Now we will combine the files into one xarray dataset, for which we have to access one group at a time within the hierarchichal datasets. This can take several minutes.

dataset = xr.open_mfdataset(
    paths,
    group="geophysical_data",
    concat_dim="time",
    combine="nested",
)

We can get the spatial coordinates from the first granule, since these are invariant. We have concatenated along a new dimension (i.e., a dimension not present in the datasets).
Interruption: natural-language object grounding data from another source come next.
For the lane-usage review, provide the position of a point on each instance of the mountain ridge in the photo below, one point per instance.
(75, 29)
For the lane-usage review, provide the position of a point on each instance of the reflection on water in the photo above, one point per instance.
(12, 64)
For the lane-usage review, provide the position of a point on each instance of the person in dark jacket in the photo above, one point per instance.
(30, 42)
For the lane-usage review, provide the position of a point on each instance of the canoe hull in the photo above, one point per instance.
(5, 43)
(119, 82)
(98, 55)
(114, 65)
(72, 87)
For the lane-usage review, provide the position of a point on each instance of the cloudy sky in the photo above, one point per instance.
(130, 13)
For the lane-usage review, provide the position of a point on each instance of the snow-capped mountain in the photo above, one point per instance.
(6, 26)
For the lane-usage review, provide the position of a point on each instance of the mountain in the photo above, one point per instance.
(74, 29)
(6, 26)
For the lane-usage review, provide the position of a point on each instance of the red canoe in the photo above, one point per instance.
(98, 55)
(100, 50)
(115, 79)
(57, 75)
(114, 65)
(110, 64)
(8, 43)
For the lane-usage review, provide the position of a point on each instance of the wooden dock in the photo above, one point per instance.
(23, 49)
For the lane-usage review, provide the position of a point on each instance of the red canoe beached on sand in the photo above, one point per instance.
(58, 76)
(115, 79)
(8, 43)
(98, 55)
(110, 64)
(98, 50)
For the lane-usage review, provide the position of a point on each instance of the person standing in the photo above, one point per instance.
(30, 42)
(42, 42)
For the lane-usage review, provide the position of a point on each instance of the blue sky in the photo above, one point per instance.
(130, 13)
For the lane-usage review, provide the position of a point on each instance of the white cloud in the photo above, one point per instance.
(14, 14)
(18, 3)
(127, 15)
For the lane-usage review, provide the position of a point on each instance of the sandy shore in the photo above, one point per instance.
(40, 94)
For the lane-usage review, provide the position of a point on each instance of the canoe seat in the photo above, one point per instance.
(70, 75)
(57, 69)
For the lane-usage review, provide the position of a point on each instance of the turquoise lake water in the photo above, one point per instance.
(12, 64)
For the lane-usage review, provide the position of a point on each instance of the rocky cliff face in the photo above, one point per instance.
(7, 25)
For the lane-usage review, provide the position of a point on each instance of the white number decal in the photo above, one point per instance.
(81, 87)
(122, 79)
To incorporate the temporal coordinates, we can add a variable for the “time” dimension by grabbing it from the filename.

space = xr.open_dataset(paths[0], group="navigation_data")
time = [datetime.strptime(i[-12:-3], "%Ym%m%d") for i in results]
dataset = (
    xr.merge((dataset, space, {"time": ("time", time)}))
    .swap_dims(swap_dims)
)

Let’s select the nearest pixel to 34°N, 118°W.

array = (
    dataset["nitrogen_dioxide_total_vertical_column"]
    .sel({"latitude": 34, "longitude": -118}, method="nearest")
)
array
<xarray.DataArray 'nitrogen_dioxide_total_vertical_column' (time: 84)> Size: 336B
dask.array<getitem, shape=(84,), dtype=float32, chunksize=(1,), chunktype=numpy.ndarray>
Coordinates:
  * time       (time) datetime64[ns] 672B 2024-04-01 2024-04-02 ... 2024-06-30
    latitude   float32 4B 34.0
    longitude  float32 4B -118.0
Attributes:
    valid_min:  -999.0
    valid_max:  1e+30
    long_name:  Total vertical column nitrogen dioxide
    source:     ML
    units:      molecules/cm2

You can see how this selection creates a new 1D dataset with values for one pixel across time. Let’s plot it using hvplot.

line = array.hvplot.line(line_width=2, color="darkblue", alpha=0.8)
dots = array.hvplot.scatter(size=20, color="crimson", marker="o", alpha=0.7)

We’ve created two plots, and now we combine them, add styling, and display.

(line * dots).opts(
    title="Time series of total vertical column NO₂ at (34, -118)",
    width=800,
    height=400,
    xlabel="Time",
    ylabel="NO₂ (molecules cm⁻²)",
    show_grid=True,
)